Former White House Chief Strategist Steve Bannon, 64, has plans for the cryptosphere, including initial coin offerings (ICOs) and a new crypto token that pokes fun at Hillary Clinton.

Bannon was first introduced to digital currency by Brock Pierce, who started Hong Kong-based company Internet Gaming Entertainment (IGE), which sold virtual gold to World of Warcraft players. Bannon was brought on as vice chairman of the company from 2005 to 2007.

After leaving IGE, Pierce dabbled in a number of digital currency ventures, including efforts to establish a cryptocurrency enclave in Puerto Rico, as well as EOS — a virtual currency that has raised over USD 3 billion.

Then, in 2016, Bannon’s crypto efforts were put on hold as he went to work for the 2016 Trump Presidential Campaign.

After a year’s work as chief strategist in the White House, Bannon left, amid controversy, on August 18, 2017, surrounding his unflattering descriptions of Trump et al in Michael Wolff’s “Fire and Fury.” In January 2018, Bannon was ousted from Breitbart News, an alt-right media outlet he had co-founded in 2007.

Now, after a ten-month interlude, Bannon has returned to the cryptosphere. According to The New York Times, Bannon has been working at all hours with investors and hedge funds in order to build ICOs under his investment firm, Bannon & Company.

ICOs are a method of funding for new crypto token startups wherein investors can send in funds that will be exchanged for the new coins. In the past, ICOs have proven to be extremely risky, with one report estimating that roughly 80 percent of all ICOs are scams. The US Securities Exchange Commission has frequently published warnings to investors on ICOs, as well.

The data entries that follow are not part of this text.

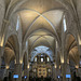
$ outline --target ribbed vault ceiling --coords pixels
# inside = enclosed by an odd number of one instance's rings
[[[65,15],[63,4],[56,0],[28,0],[18,9],[17,13],[21,18],[23,40],[28,40],[29,53],[36,46],[40,45],[48,46],[54,51],[54,41],[56,40],[59,43],[62,39],[62,22]],[[76,39],[72,36],[68,36],[66,43],[66,50],[70,55],[69,57],[75,60],[78,54]],[[10,56],[8,51],[12,52],[11,49],[15,49],[16,45],[13,39],[9,38],[5,46],[10,48],[10,51],[5,49],[5,53]],[[14,55],[14,53],[12,54]],[[76,64],[78,62],[76,62]]]

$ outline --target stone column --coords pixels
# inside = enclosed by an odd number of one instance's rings
[[[70,75],[69,81],[71,81],[71,72],[69,64],[66,64],[66,75]],[[68,79],[66,79],[66,81],[68,81]]]
[[[3,46],[0,46],[0,67],[1,67],[1,62],[2,62],[1,59],[2,55],[3,55]]]
[[[16,81],[22,81],[22,64],[15,64],[14,75],[18,75],[18,79],[16,79]]]
[[[66,63],[62,64],[62,78],[66,81]]]
[[[26,65],[26,67],[27,67],[27,65]],[[25,68],[24,69],[24,77],[26,77],[25,81],[28,81],[28,79],[27,79],[28,75],[27,73],[28,73],[28,70],[27,70],[27,68]]]
[[[57,81],[57,76],[56,76],[56,68],[53,68],[53,72],[54,72],[54,80]]]

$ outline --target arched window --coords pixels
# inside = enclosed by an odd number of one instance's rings
[[[65,18],[65,15],[64,15],[63,24],[64,24],[64,32],[65,32],[65,31],[67,30],[67,26],[66,26],[66,18]]]

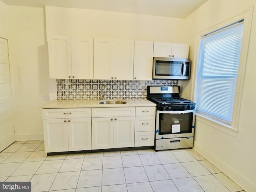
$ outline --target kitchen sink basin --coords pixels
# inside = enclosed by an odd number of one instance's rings
[[[100,104],[125,104],[127,102],[121,99],[108,99],[100,101]]]

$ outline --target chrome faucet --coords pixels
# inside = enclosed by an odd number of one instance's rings
[[[106,85],[103,84],[101,86],[101,87],[100,87],[100,100],[103,100],[103,99],[104,99],[104,96],[105,96],[104,95],[102,94],[102,88],[103,87],[106,87],[106,91],[108,90],[108,87],[107,87]]]

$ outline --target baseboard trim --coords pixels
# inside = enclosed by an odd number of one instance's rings
[[[31,141],[32,140],[44,140],[44,134],[38,135],[15,135],[15,141]]]
[[[194,143],[193,149],[198,152],[209,162],[220,170],[231,180],[237,183],[246,192],[256,191],[256,186],[236,172],[234,170],[217,158],[214,155],[206,150],[196,142]]]

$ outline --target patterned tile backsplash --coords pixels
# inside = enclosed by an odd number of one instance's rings
[[[57,99],[99,99],[100,87],[104,88],[104,99],[144,99],[147,96],[148,86],[171,86],[177,85],[178,80],[152,80],[135,81],[122,80],[57,79]]]

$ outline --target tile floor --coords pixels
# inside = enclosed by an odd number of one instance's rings
[[[32,192],[244,192],[191,149],[47,156],[44,145],[17,142],[0,153],[0,182],[30,181]]]

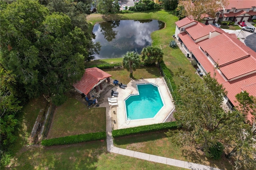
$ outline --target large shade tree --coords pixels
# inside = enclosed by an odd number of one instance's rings
[[[177,133],[169,131],[167,134],[178,143],[194,144],[207,156],[214,158],[211,149],[220,142],[229,148],[234,134],[241,133],[244,127],[244,117],[239,112],[223,109],[227,92],[210,74],[204,77],[202,82],[192,80],[181,69],[178,75],[182,81],[178,89],[180,104],[174,115],[183,129]]]
[[[132,77],[132,72],[140,66],[140,55],[134,51],[128,51],[124,55],[123,66],[130,73],[130,77]]]
[[[178,4],[184,6],[186,16],[201,22],[206,15],[215,18],[216,12],[228,3],[228,0],[180,0]]]
[[[163,60],[164,53],[158,47],[148,46],[141,51],[142,61],[148,64],[159,63]]]

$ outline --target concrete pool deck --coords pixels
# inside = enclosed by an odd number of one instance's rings
[[[174,107],[171,95],[167,90],[163,78],[132,80],[125,89],[118,88],[117,97],[118,105],[116,106],[118,129],[126,128],[148,125],[163,123]],[[137,84],[151,83],[158,86],[164,106],[153,118],[126,120],[124,100],[130,95],[138,93]]]

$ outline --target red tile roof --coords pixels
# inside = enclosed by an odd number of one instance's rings
[[[225,38],[224,38],[226,36]],[[230,37],[230,36],[229,36]],[[218,42],[218,44],[217,44]],[[206,40],[198,44],[219,66],[248,56],[249,54],[225,34]]]
[[[228,80],[230,80],[256,71],[256,59],[251,56],[247,57],[222,67],[220,70]]]
[[[81,93],[86,95],[100,80],[112,76],[97,67],[89,68],[85,69],[81,80],[74,83],[73,86]]]
[[[187,25],[193,22],[198,22],[197,21],[194,20],[192,20],[188,18],[188,17],[186,17],[181,20],[178,21],[177,22],[175,22],[175,24],[176,24],[177,26],[178,26],[178,27],[181,27],[183,26],[186,26],[186,25]]]
[[[209,60],[207,56],[204,55],[203,52],[199,48],[195,49],[192,51],[196,59],[200,63],[204,70],[207,72],[210,72],[211,75],[213,77],[214,73],[216,73],[215,78],[218,80],[219,83],[222,83],[226,81],[223,77],[220,75],[218,70],[215,69],[213,65]]]
[[[200,31],[198,31],[199,30]],[[222,30],[211,25],[206,26],[200,23],[188,27],[186,29],[186,31],[194,40],[206,36],[210,34],[210,32],[216,32],[220,33],[225,32]]]
[[[236,103],[234,102],[236,100],[235,96],[240,93],[243,88],[246,89],[246,91],[249,93],[250,95],[256,97],[256,73],[233,81],[227,81],[222,83],[222,85],[228,91],[228,97],[234,105],[236,105]]]
[[[191,51],[193,49],[198,48],[199,45],[195,43],[186,32],[183,32],[178,34],[179,37],[182,42],[186,42],[186,46],[187,47],[189,51]]]
[[[256,15],[256,11],[253,11],[251,10],[250,11],[247,12],[247,13],[252,16]]]
[[[232,8],[236,9],[251,8],[256,6],[255,0],[229,0],[229,4],[226,5],[226,10],[231,10]]]

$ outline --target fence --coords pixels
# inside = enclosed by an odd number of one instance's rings
[[[45,138],[47,137],[47,135],[48,135],[48,133],[49,132],[49,130],[50,130],[50,128],[52,124],[52,118],[53,117],[53,114],[54,113],[56,107],[55,105],[53,104],[52,106],[51,111],[49,115],[49,119],[48,119],[48,121],[45,127],[45,130],[44,133],[44,136]]]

According to the NY Times, Bannon has not given any specifics on his pet projects out of fear that his name may tarnish them before they are able to get their feet off the ground. However, he has been outspoken in the political motivations behind his work in cryptocurrency.

“It’s disruptive populism,” Bannon told the NY Times. “It takes control back from central authorities. It’s revolutionary.”

At Harvard University in Spring 2018, Bannon also dangled the idea of creating a token named after Clinton’s description of Trump supporters — “a basket of deplorables” — that would be called the “deplorables coin.” It certainly wouldn’t be the first politically-named cryptocurrency, as “TrumpCoin” has already been dedicated to assisting the US President to “Make America Great Again” in 2016.

Bannon’s anti-government, populist political ideology remains in line with cryptocurrencies’ historically libertarian nature. “It was pretty obvious to me that unless you got somehow [sic] control over your currency, all these political movements were going to be beholden to who controlled the currency,” Bannon told the NY Times.